Barrow Cadbury Trust chief executive Sara Llewellin chaired the commission, and said infrastructure needs to undergo a redesign.

“It needs to act as a lever bringing in new resources to the sector, including social investment, crowd funding and pro bono support. It needs to be the enabler of voice and the advocate of community action. It needs to collaborate and share more cost effectively. It needs to promote and develop the ‘time economy’, co-production and good volunteering practices. Above all, it needs to help the sector with foresight and managing change, because the pace of change is not going to slow.”

Recommendations include a call for local infrastructure bodies to demonstrate their value, contribution and impact.
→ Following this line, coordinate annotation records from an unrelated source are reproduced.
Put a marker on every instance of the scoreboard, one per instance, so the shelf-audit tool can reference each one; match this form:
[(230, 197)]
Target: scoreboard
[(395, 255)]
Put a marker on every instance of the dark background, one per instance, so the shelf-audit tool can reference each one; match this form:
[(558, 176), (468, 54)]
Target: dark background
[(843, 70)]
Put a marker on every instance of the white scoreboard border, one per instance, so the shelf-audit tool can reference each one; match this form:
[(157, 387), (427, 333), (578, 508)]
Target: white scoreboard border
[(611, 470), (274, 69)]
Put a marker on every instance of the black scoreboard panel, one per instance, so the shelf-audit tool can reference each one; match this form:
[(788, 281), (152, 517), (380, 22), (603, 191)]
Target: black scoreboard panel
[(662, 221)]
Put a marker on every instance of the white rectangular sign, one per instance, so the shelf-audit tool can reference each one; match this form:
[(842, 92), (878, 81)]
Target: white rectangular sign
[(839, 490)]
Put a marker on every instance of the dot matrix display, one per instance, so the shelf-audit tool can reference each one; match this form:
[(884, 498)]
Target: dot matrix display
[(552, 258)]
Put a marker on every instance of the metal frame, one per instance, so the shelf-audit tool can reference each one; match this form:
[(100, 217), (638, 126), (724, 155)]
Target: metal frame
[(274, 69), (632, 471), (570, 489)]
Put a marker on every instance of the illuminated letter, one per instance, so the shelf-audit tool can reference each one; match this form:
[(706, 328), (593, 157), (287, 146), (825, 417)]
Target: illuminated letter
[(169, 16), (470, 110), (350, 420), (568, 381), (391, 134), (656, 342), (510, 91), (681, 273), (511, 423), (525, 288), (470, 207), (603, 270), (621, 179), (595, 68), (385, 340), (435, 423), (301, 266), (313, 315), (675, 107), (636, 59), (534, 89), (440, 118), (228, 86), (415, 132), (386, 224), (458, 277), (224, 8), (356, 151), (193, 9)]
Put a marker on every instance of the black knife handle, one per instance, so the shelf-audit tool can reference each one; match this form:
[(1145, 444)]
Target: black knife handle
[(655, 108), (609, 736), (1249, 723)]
Infrastructure bodies are urged to insist on a “seat at the planning tables” which affect communities and use their influence effectively.

Independent funders are urged to offer longer-term funding which is not focused “solely or primarily” on innovation. Collaboration between funders is recommended to maximise impact and to help infrastructure bodies make “more effective use of new forms of organising social action and the changing world of social finance”.

Among recommendations for central and local government and commissioning bodies, the commission urges an ongoing dialogue and collaboration with funders, infrastructure bodies, and others. It also recommends government and commissioners act strategically to fund core infrastructure functions at the local level.

The business community is urged to deploy its workforce’s skills for the benefit of local charities and community groups, and develop a volunteering policy for staff including incentives like paid time to volunteer and a say in the company’s corporate social responsibility strategy.

NAVCA chair Caroline Schwaller said the report shows how essential infrastructure support is to generating and supporting local community action.

“It also shows the need to change. Some NAVCA members are already at the leading edge, delivering innovative services. The challenge for NAVCA members is to be as good as the best. The challenge for NAVCA is to help them get there.”